The Scottish Association for Mental Health (SAMH) study found 43 percent of people experienced gaps in their care or treatments since lockdown started in March.
It also found the number of people who said they are coping “very or quite badly” has doubled from 23 percent in the months before the pandemic to 45 percent by August.
And it revealed those experiencing thoughts of suicide rose to 59 percent - up by 3 percent on pre-lockdown figures - and, worryingly, one in 10 people had not sought treatment even though they felt they needed it.
Billy Watson, chief executive at SAMH, said: “It is now clear that the pandemic has caused serious problems for people who need mental health services. Nationwide, fewer people are being referred for or receiving psychological therapies and Child and Adolescent Mental Health Services (CAMHS), and we’re instead seeing a shift away from people seeking professional help and instead turning to friends and family for support.
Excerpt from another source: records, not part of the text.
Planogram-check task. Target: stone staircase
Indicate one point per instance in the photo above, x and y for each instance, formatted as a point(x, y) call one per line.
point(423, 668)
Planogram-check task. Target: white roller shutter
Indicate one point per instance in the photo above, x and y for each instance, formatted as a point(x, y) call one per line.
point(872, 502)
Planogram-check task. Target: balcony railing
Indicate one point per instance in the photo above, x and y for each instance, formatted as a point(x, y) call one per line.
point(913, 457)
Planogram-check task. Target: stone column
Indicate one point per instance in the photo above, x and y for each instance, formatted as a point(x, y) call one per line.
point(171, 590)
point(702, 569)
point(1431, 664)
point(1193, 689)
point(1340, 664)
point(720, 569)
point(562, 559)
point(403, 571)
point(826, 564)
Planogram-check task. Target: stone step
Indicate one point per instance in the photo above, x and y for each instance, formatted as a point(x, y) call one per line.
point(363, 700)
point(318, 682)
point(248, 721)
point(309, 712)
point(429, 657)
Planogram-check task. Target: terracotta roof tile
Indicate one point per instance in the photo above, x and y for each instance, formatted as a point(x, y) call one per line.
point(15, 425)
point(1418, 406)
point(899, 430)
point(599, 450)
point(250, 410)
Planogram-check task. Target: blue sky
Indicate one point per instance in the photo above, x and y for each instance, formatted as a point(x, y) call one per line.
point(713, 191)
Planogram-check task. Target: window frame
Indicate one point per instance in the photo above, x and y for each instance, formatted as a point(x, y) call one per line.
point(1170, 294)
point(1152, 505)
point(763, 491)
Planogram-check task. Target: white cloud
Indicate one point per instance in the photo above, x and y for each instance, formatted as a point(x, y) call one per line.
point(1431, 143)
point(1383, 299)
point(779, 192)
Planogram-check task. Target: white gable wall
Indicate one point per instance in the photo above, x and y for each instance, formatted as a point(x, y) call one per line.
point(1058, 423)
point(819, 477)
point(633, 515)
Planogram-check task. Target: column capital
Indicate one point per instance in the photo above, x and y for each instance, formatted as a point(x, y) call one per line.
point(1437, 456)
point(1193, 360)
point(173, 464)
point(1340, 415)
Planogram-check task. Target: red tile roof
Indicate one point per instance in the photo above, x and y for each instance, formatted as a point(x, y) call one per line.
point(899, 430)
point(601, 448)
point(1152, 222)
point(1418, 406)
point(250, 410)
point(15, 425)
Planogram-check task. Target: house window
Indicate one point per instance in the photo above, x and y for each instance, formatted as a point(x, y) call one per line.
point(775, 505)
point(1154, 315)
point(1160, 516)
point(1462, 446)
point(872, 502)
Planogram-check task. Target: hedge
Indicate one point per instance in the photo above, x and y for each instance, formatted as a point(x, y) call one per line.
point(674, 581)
“While there have been steps to increase the capacity of mental health services, we now require an ambitious and well-resourced plan to redesign a system that was already under stress before the pandemic. Failure to do so will put lives at risk.”
The SAMH study, which ran from July 30 to August 25, surveyed 725 people over the age of 16 who had been referred to - or were receiving treatment from - a professional or service for their mental health at any time since January 2019.
Nearly 80 percent of respondents were women and most people surveyed were aged 25-54, though all age bands were represented from all of Scotland’s health boards.
Researchers examined areas including care quality, frequency and communication.
The figures, released as the country marks six months since lockdown started, found 45 percent of people felt the quality of their treatment had worsened during the pandemic and their treatment had become less frequent, with 58 percent agreeing that opportunities to discuss their care or treatment had worsened.
Communication with service users was also found to be suffering with 42 percent of respondents receiving no information on how their treatment would be affected by the pandemic and, of those who did receive information, nearly two thirds said they were worried about how the changes would affect them.
People were more likely than not to be satisfied with most aspects of the support they received since March, particularly in relation to reassurance about access to medication. Despite this, 40 per cent were dissatisfied with the response they received while in crisis.
Confusion around the priority of services and orders to protect the NHS also had an impact, with one person saying:“I feel like my symptoms have got worse, but I can do nothing about it as we keep getting told to protect the NHS so I have given up basically on seeing anyone.”
The SAMH research will be continuing this year and is expected to finish in December.